Umbraphiles and Poets Put into the Shade by their Wifely Shidduch

April 4, 2024
iIlustration of an eclipse by Barbara Mendes from “The Adventures of Goldilocks and Baby Bear – What Happened Next” by Linda Hepner

People who are lovers of the sun’s eclipses

are known as umbraphiles, which doesn’t mean that they

believe that God is an umbrella, although gypsies,

of whose beliefs I know extremely little, may.


Some people used to think eclipses were a portent

of bad things that would happen, by them made afraid.

For those who dream that they’re the sun, it is important

to find a moon so they’ll be put into the shade.


Joseph found such shade in Egypt while exilic,

and let himself be covered by fair Asenath.

Every student of the sun who’s umbraphilic

becomes ecstatic when the moon is in its path,


reflecting thus the way that every hubris hus-

band orbited by his wife becomes ecstatic,

just as this poet shadowed by his shidduch does,

when, down to earth, his tides appear to be erratic.

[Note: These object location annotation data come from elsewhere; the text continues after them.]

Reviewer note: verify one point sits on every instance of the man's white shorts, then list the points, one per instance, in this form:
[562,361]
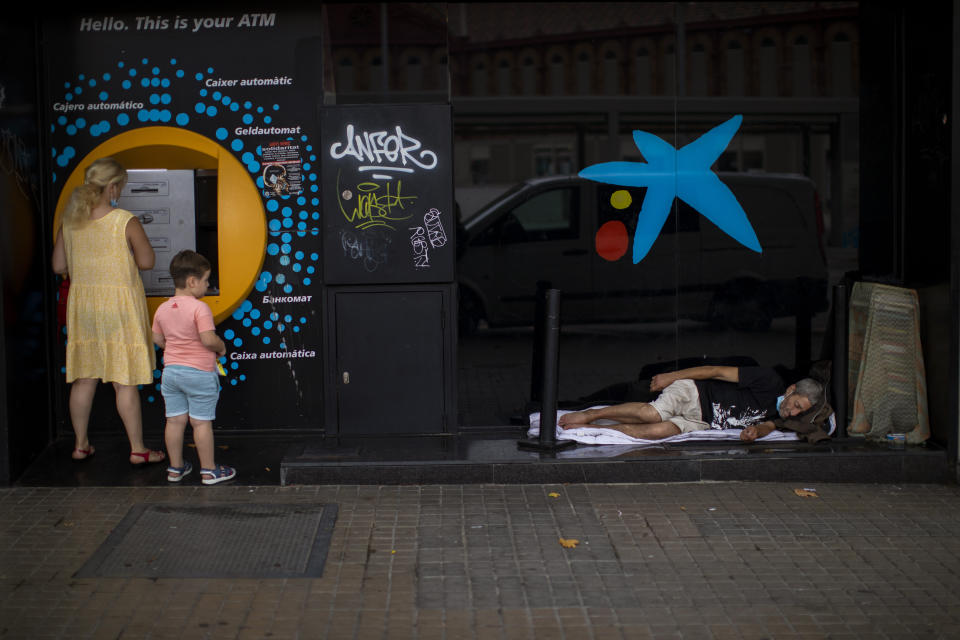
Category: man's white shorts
[679,403]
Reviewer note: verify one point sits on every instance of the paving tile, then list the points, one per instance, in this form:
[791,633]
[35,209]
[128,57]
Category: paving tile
[711,560]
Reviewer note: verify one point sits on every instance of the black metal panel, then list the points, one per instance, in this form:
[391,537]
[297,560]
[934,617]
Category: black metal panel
[388,214]
[390,370]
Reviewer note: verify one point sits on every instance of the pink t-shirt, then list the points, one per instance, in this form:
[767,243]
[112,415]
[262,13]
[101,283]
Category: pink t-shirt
[180,320]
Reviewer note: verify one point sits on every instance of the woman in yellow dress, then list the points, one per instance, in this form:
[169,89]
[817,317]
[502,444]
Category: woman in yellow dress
[102,249]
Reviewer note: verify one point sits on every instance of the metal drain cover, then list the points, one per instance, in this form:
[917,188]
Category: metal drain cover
[227,540]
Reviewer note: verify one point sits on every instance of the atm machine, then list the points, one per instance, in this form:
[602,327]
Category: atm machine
[174,207]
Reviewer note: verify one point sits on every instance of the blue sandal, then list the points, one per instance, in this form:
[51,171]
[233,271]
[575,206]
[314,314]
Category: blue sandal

Shidduch:  a Yiddish word denoting a marital match.

 “Umbraphile”: a person who enjoys observing eclipses of the sun.

Ps.91:1 may be interpreted as implying that all human beings should be umbraphiles:

יֹ֭שֵׁב בְּסֵ֣תֶר עֶלְי֑וֹן בְּצֵ֥ל שַׁ֝דַּ֗י יִתְלוֹנָֽן׃

O you who dwell in the hiding place of the Most High, and abide in the shade of God, whose name is Shaddai.

I dedicated the original version of this poem to the late Jay Pasachoff, a distinguished professorial umbraphile whom Dennis Overbye praised in “A Lifetime Under the Moon’s Shadow,” NYT, 4/2/24.  Unfortunately, Jay has landed in the valley of the shadow of death due of his smoking habit which I regretfully observed four years before his passing.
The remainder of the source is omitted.